Saturday, May 22, 2010

Life and Death in the Garden Pond

Larvae of the water beetle (Agabus bipustulatus) eating a tadpole (Rana temporaria)

Following the demise of my pond goldfish during the cold winter the garden pond has become a hive of activity. The fish would normally eat anything that moved including tadpoles and beetles. In their absence the pond has reverted to a more natural habitat and is full of tadpoles, dragonfly and damselfly larvae, and water beetles and their larvae. The water beetle larvae are vicious predators and can easily overpower the tadpoles which are often bigger than them. The tadpoles feed mainly on algae but they will eat any dead animals including their own siblings. They also quite like ham!
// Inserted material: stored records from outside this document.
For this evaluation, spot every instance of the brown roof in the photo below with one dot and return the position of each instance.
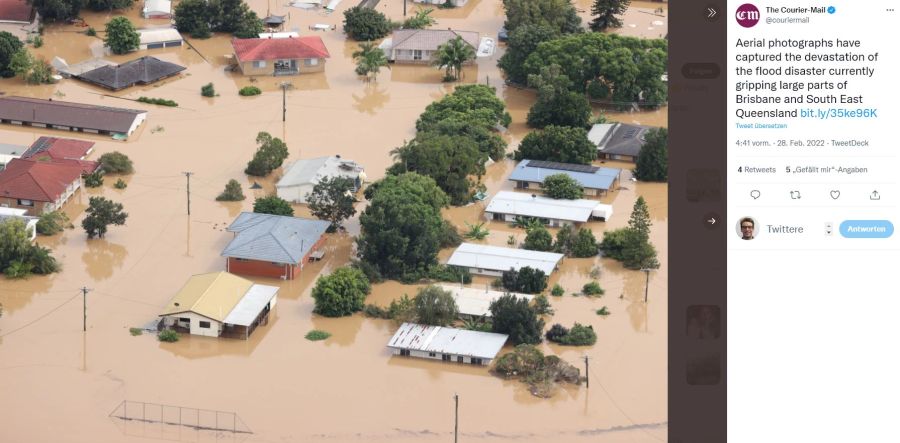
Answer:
(430, 39)
(37, 181)
(77, 115)
(15, 11)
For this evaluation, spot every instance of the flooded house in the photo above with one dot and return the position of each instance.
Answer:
(446, 344)
(618, 141)
(303, 175)
(476, 302)
(280, 56)
(69, 116)
(155, 38)
(18, 18)
(141, 71)
(595, 181)
(507, 205)
(219, 304)
(21, 214)
(157, 9)
(274, 246)
(9, 152)
(494, 260)
(37, 186)
(419, 45)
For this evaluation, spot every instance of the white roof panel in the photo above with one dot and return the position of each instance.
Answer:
(256, 298)
(470, 255)
(518, 203)
(443, 340)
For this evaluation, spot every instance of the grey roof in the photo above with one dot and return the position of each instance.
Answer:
(527, 205)
(273, 238)
(312, 170)
(496, 258)
(618, 138)
(249, 307)
(430, 39)
(77, 115)
(443, 340)
(598, 178)
(144, 70)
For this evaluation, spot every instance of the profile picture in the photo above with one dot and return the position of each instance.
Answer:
(747, 228)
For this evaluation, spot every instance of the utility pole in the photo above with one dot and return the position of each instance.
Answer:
(456, 420)
(84, 291)
(284, 87)
(188, 175)
(587, 375)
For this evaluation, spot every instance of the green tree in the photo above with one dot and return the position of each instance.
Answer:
(116, 162)
(402, 226)
(270, 155)
(514, 317)
(451, 56)
(192, 17)
(332, 200)
(232, 192)
(562, 186)
(53, 10)
(435, 306)
(274, 205)
(341, 293)
(538, 238)
(369, 60)
(121, 36)
(559, 15)
(653, 160)
(9, 46)
(558, 144)
(100, 214)
(365, 24)
(522, 42)
(605, 12)
(108, 5)
(449, 160)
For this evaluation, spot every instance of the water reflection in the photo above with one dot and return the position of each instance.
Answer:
(102, 257)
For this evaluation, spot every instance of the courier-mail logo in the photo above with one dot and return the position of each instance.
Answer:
(747, 15)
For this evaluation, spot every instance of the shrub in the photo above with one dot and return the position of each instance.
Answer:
(247, 91)
(51, 223)
(116, 163)
(592, 288)
(94, 179)
(316, 335)
(168, 335)
(208, 90)
(232, 192)
(157, 101)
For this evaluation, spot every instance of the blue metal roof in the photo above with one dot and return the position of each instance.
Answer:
(602, 178)
(273, 238)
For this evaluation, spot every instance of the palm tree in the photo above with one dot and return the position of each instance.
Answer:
(369, 60)
(452, 55)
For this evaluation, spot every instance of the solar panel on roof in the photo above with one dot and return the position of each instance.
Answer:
(563, 166)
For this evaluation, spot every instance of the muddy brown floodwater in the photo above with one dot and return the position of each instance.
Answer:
(60, 384)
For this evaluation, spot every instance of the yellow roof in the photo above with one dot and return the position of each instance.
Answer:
(211, 295)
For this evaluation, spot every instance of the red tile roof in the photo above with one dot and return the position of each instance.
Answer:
(37, 181)
(15, 11)
(251, 49)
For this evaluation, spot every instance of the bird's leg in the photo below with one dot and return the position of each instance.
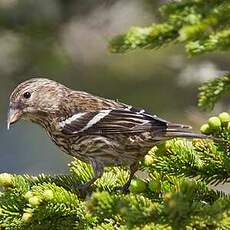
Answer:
(98, 170)
(133, 168)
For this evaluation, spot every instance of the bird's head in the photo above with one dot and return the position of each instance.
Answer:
(34, 99)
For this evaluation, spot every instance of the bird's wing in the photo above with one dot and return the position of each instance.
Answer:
(112, 121)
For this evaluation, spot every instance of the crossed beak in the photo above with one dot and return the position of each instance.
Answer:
(14, 115)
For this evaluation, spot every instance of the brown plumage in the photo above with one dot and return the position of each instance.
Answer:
(99, 131)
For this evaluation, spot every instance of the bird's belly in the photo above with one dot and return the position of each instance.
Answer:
(113, 150)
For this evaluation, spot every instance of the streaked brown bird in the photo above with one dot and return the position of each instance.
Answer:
(99, 131)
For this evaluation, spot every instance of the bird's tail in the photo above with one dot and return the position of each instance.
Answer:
(178, 130)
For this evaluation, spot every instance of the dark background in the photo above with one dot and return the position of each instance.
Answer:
(67, 41)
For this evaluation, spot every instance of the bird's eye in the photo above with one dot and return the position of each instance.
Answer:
(27, 95)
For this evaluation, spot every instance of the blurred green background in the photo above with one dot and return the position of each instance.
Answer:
(67, 40)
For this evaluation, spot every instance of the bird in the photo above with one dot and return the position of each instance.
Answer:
(95, 130)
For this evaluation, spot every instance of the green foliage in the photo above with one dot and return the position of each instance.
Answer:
(174, 192)
(212, 91)
(203, 26)
(165, 198)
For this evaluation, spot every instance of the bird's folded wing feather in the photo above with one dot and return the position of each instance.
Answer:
(112, 121)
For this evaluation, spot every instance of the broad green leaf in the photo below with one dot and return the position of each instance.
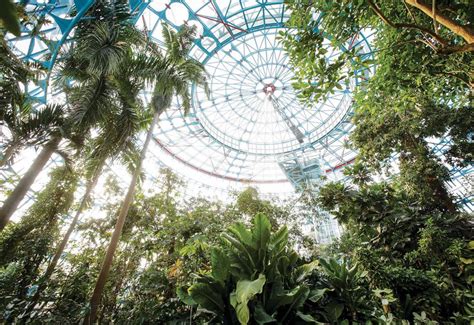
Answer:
(261, 317)
(206, 297)
(316, 295)
(307, 318)
(334, 311)
(244, 292)
(185, 297)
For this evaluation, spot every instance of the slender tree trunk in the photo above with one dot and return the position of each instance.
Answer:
(463, 31)
(11, 203)
(59, 251)
(8, 153)
(104, 272)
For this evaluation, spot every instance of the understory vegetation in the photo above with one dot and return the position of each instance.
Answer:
(146, 252)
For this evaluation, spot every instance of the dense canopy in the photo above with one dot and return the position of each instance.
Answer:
(236, 161)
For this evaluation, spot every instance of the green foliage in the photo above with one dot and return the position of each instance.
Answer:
(265, 281)
(25, 245)
(414, 250)
(9, 17)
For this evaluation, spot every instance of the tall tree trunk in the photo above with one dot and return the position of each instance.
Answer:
(8, 154)
(59, 251)
(13, 201)
(104, 272)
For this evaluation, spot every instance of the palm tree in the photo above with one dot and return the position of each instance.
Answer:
(117, 138)
(101, 45)
(178, 73)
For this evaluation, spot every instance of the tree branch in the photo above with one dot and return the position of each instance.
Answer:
(409, 26)
(447, 22)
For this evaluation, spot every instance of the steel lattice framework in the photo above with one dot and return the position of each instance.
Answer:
(253, 129)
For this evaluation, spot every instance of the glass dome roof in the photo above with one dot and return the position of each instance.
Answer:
(253, 121)
(252, 130)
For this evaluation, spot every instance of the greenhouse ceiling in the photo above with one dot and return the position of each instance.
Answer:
(252, 129)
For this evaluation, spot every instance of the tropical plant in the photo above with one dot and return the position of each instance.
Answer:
(175, 77)
(89, 75)
(254, 277)
(25, 245)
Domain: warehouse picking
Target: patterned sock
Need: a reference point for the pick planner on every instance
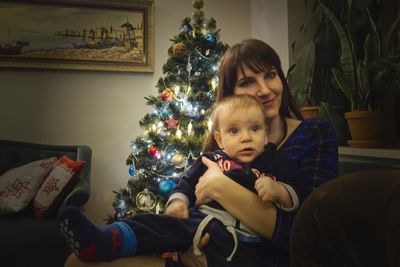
(88, 241)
In these pictures the larvae of a water beetle (Agabus bipustulatus) is feeding on a tadpole (Rana temporaria). The larvae basically sucks the juices out of its prey.


Thursday, March 18, 2010

Common Frog (Rana temporaria)



The frogs eventually started spawning in my garden pond last week, almost one month later than normal. The temperatures in Ireland over the past 2 months have been the lowest for 50 years. There are only 3 species of amphibians found in Ireland: the common frog, the smooth newt and the natterjack toad. Until recently the prevailing scientific opinion was that frogs were introduced into Ireland somewhere between the 10th and 16th century. However, a recent genetic study, published in 2009, suggests that Irish Rana temporaria differ genetically from British and Western European populations. The UK scientists who conducted the genetic study of populations of European common frogs have put forward the hypothesis that a population may have survived in a glacial refuge during the last ice age. European phylogeny of the common frog (Rana temporaria): routes of postglacial colonisation into the British Isles, and evidence for an Irish glacial refugium. Heredity (2009). Well, whatever about all that, my frogs survived the recent cold snap and they are ready to multiply!